Agent Selfie
PassAudited by ClawScan on May 10, 2026.
Overview
Agent Selfie coherently generates Gemini-based avatar images, with disclosed API-key use and optional scheduling/profile-update guidance that users should treat as opt-in.
Install only if you are comfortable sending avatar prompts and personality descriptions to Gemini. Use a dedicated Gemini API key, review any cron setup before enabling it, and require confirmation before the agent changes public profile pictures or writes persistent memory.
Findings (4)
Artifact-based informational review of SKILL.md, metadata, install specs, static scan signals, and capability signals. ClawScan does not execute the skill or run runtime probes.

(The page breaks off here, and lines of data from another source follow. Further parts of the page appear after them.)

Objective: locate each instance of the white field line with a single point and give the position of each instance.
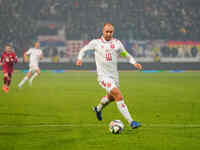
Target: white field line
(95, 125)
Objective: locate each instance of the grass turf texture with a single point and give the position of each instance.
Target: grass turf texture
(55, 113)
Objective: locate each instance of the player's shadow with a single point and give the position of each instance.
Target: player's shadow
(24, 114)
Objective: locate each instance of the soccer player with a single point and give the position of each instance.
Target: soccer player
(8, 59)
(107, 50)
(34, 70)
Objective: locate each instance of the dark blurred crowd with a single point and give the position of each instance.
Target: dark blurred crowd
(83, 19)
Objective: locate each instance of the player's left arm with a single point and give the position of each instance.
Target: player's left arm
(124, 53)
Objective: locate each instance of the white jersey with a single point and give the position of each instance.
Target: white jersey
(35, 55)
(106, 55)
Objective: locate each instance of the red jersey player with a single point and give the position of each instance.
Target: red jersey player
(8, 59)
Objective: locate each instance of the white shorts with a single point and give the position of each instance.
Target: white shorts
(33, 68)
(108, 83)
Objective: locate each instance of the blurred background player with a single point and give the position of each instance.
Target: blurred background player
(107, 49)
(35, 55)
(8, 59)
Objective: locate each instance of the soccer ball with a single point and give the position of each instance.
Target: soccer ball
(116, 126)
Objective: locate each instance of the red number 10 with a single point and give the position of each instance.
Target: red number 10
(108, 57)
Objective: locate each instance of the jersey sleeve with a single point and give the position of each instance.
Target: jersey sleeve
(28, 52)
(124, 53)
(90, 46)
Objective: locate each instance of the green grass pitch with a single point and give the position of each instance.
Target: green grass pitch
(55, 113)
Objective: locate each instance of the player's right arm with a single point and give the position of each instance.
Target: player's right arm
(26, 55)
(90, 46)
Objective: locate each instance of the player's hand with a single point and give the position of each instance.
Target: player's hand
(79, 62)
(138, 66)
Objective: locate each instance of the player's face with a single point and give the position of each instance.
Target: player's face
(37, 45)
(108, 31)
(8, 49)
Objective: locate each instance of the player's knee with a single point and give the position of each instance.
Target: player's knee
(116, 94)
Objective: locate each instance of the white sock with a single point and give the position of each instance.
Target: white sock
(124, 110)
(22, 82)
(33, 76)
(104, 101)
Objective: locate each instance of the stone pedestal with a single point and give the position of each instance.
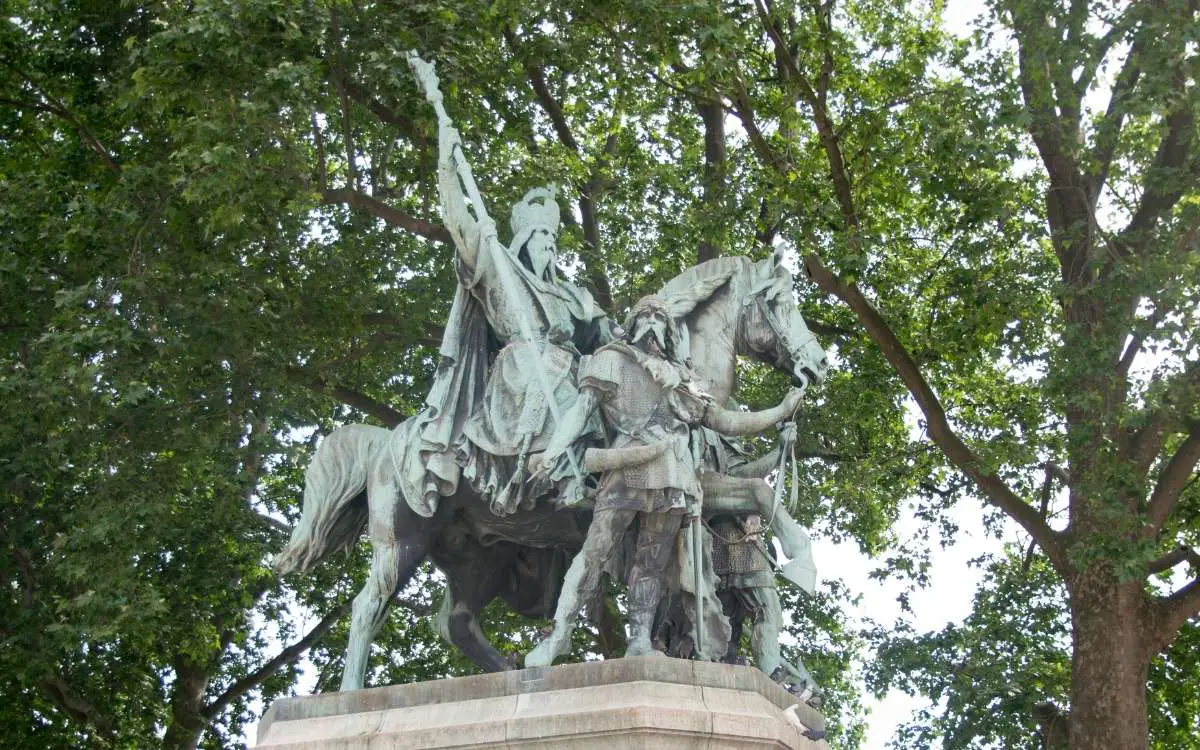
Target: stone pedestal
(639, 702)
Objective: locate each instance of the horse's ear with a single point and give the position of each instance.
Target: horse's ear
(681, 301)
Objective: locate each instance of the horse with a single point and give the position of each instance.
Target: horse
(729, 306)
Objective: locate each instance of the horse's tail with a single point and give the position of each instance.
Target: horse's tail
(335, 497)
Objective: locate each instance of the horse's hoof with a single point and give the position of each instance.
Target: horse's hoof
(544, 654)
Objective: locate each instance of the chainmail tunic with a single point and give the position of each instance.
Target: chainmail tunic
(639, 411)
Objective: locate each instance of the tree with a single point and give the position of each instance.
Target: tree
(1015, 328)
(227, 241)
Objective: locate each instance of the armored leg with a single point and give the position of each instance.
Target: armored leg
(581, 582)
(655, 544)
(765, 645)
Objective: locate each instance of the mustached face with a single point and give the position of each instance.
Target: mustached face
(540, 251)
(651, 331)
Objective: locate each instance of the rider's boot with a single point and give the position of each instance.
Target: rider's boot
(551, 647)
(643, 604)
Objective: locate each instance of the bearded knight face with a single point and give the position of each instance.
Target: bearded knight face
(651, 331)
(540, 251)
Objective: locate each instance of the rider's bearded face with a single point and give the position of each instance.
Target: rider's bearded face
(651, 331)
(540, 250)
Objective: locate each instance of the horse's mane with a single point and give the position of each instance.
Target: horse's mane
(696, 285)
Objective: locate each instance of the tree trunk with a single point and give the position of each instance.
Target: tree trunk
(186, 701)
(1109, 664)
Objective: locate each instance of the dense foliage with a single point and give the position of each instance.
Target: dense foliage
(221, 240)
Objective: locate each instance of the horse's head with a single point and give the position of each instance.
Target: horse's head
(773, 330)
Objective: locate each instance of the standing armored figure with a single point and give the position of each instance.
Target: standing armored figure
(647, 400)
(747, 589)
(481, 425)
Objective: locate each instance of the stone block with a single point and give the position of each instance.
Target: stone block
(633, 703)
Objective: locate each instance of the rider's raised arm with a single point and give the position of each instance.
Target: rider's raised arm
(727, 421)
(575, 423)
(468, 225)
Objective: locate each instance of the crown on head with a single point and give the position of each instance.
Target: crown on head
(537, 210)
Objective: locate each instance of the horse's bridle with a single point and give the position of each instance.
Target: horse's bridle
(786, 353)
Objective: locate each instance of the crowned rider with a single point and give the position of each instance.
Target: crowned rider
(486, 425)
(646, 399)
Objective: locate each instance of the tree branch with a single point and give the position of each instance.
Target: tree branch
(76, 706)
(712, 115)
(1173, 612)
(1171, 481)
(597, 275)
(1173, 558)
(393, 217)
(1108, 132)
(382, 412)
(826, 131)
(940, 430)
(282, 659)
(55, 107)
(547, 101)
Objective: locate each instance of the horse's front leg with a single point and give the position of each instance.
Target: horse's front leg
(400, 540)
(739, 496)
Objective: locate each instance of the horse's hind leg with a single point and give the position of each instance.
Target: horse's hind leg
(471, 586)
(371, 610)
(399, 541)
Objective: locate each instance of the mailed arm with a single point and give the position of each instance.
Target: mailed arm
(575, 424)
(469, 226)
(727, 421)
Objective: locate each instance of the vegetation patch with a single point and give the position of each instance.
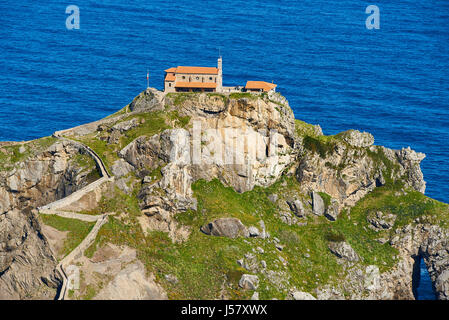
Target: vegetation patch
(77, 229)
(11, 155)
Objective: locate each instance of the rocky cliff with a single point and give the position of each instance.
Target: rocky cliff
(223, 196)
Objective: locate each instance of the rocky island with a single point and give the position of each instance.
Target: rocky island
(215, 196)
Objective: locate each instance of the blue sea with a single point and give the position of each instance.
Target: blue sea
(392, 82)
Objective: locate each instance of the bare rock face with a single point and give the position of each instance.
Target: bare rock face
(349, 167)
(26, 261)
(148, 100)
(381, 221)
(131, 283)
(358, 139)
(318, 204)
(296, 207)
(241, 142)
(410, 161)
(226, 227)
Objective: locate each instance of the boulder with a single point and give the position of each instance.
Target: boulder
(121, 168)
(249, 282)
(273, 197)
(343, 251)
(255, 296)
(358, 139)
(332, 212)
(253, 231)
(296, 207)
(226, 227)
(381, 221)
(299, 295)
(318, 204)
(126, 125)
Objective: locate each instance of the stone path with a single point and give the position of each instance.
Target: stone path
(55, 208)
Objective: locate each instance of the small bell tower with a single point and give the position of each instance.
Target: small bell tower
(220, 74)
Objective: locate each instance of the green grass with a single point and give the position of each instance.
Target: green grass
(150, 124)
(77, 229)
(304, 129)
(326, 199)
(241, 95)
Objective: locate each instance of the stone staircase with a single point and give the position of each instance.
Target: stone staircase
(55, 208)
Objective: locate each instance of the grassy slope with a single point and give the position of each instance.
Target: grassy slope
(77, 229)
(204, 263)
(10, 155)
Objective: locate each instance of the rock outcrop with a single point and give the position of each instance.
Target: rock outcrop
(226, 227)
(248, 143)
(26, 261)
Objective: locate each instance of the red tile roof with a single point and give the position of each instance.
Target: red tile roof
(170, 77)
(193, 70)
(265, 86)
(210, 85)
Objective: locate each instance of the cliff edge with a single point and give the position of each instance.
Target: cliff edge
(219, 196)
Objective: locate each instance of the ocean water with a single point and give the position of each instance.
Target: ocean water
(392, 82)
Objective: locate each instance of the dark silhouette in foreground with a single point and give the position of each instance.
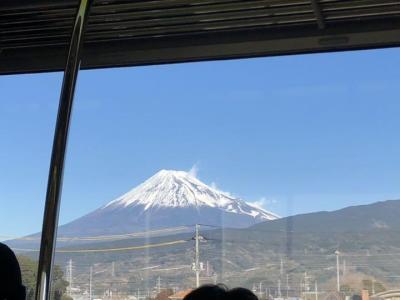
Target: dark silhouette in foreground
(11, 287)
(220, 292)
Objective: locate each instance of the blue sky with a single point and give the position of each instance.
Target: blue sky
(294, 133)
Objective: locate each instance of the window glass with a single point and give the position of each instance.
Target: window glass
(28, 109)
(279, 175)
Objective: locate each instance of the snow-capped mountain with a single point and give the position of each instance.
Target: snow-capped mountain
(169, 198)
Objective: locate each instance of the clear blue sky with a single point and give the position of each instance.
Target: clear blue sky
(296, 133)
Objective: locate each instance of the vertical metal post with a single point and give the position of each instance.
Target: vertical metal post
(337, 271)
(54, 184)
(197, 260)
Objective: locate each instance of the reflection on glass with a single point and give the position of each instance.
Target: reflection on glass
(278, 174)
(28, 110)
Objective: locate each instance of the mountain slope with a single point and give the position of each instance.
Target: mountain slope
(381, 216)
(169, 198)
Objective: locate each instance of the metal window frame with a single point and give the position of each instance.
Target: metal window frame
(54, 184)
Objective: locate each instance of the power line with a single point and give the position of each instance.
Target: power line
(147, 246)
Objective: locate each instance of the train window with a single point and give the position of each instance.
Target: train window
(28, 110)
(275, 174)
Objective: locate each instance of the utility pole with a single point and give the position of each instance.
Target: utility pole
(90, 283)
(337, 270)
(70, 276)
(197, 258)
(159, 284)
(287, 286)
(279, 289)
(344, 268)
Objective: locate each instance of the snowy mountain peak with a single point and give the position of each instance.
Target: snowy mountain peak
(170, 188)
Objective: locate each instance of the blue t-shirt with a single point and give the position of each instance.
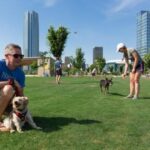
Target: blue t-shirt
(6, 73)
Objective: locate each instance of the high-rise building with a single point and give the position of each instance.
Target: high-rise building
(97, 52)
(143, 32)
(31, 34)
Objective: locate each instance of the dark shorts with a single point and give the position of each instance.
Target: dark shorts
(140, 67)
(58, 72)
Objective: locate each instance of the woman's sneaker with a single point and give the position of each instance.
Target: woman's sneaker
(135, 98)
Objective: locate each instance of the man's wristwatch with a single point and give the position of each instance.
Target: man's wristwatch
(11, 81)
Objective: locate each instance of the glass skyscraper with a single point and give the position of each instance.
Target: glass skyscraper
(143, 32)
(31, 34)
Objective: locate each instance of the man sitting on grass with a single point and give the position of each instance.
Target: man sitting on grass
(12, 78)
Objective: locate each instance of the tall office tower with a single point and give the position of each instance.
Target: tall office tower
(31, 34)
(143, 32)
(97, 52)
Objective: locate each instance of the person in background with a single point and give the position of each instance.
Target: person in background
(137, 69)
(58, 69)
(12, 78)
(93, 72)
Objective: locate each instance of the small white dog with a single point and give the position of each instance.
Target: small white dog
(19, 115)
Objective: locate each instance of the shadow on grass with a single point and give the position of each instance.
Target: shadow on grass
(56, 123)
(117, 94)
(144, 97)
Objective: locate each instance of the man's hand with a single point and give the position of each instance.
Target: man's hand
(123, 76)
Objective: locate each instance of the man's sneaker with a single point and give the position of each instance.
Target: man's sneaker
(129, 96)
(135, 98)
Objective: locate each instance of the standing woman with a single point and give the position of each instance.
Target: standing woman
(58, 69)
(137, 69)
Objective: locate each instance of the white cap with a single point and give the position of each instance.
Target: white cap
(120, 45)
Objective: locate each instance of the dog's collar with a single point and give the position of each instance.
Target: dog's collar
(21, 115)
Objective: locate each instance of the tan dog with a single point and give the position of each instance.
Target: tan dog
(19, 115)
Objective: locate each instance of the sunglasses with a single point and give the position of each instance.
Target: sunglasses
(18, 56)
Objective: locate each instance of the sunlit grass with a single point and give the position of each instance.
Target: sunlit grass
(76, 116)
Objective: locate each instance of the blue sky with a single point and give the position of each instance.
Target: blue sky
(90, 23)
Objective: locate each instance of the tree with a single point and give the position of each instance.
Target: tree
(57, 40)
(147, 61)
(79, 59)
(100, 62)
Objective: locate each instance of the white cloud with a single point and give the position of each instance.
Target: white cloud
(124, 4)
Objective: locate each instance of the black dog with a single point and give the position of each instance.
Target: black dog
(104, 85)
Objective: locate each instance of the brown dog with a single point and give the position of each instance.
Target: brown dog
(19, 115)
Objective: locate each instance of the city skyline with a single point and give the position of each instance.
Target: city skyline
(91, 23)
(31, 34)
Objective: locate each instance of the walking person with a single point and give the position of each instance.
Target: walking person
(58, 69)
(12, 78)
(137, 69)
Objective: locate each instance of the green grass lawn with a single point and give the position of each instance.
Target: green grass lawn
(76, 116)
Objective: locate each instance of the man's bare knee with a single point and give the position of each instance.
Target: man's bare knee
(7, 91)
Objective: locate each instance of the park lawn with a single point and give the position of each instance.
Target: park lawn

Generating images may use your Gemini account quota or incur provider-side usage according to your Google account settings.
The skill requires a Gemini API key. This is disclosed and purpose-aligned, but it gives the script access to the user's Gemini account quota/billing context.
requires:\n bins:\n - python3\n env:\n - GEMINI_API_KEY\n primaryEnv: GEMINI_API_KEY
Use a dedicated API key where possible, monitor Gemini usage, and revoke the key if you stop using the skill.
If combined with other account-management skills, an agent could change a public profile image unless you require confirmation.
The heartbeat guidance extends from generating images to changing public-facing avatars on other platforms. This is related to the skill's purpose, but the artifacts do not implement those updates or require those credentials.
- Update Discord/Twitter/AgentGram avatar if quality is strong.
Treat avatar updates as manual or approval-gated actions, especially for public or business accounts.
Saved avatar preferences or paths may be reused in later tasks and could become stale or inappropriate if not reviewed.
The guide recommends storing generated asset paths and tags in memory. This is purpose-aligned, but it creates persistent context that could influence later identity/profile decisions.
- Log the new asset path in memory for future references.\n...\n- Save favorites to memory with mood and theme tags.
Keep memory entries limited to non-sensitive asset paths/tags and periodically remove entries you no longer want the agent to use.
A cron setup could generate files and use Gemini quota every day until removed.
The documentation includes a cron example for recurring generation. It is clearly presented as user setup, but it would create ongoing background activity if installed.
# Run a daily selfie at 09:00\n0 9 * * * GEMINI_API_KEY=your_key_here /usr/bin/python3 /path/to/agent-selfie/scripts/selfie.py --mood professional --format avatar --out-dir /path/to/selfies
Only add the cron job if you want recurring generation, keep the count low, and document how to disable it.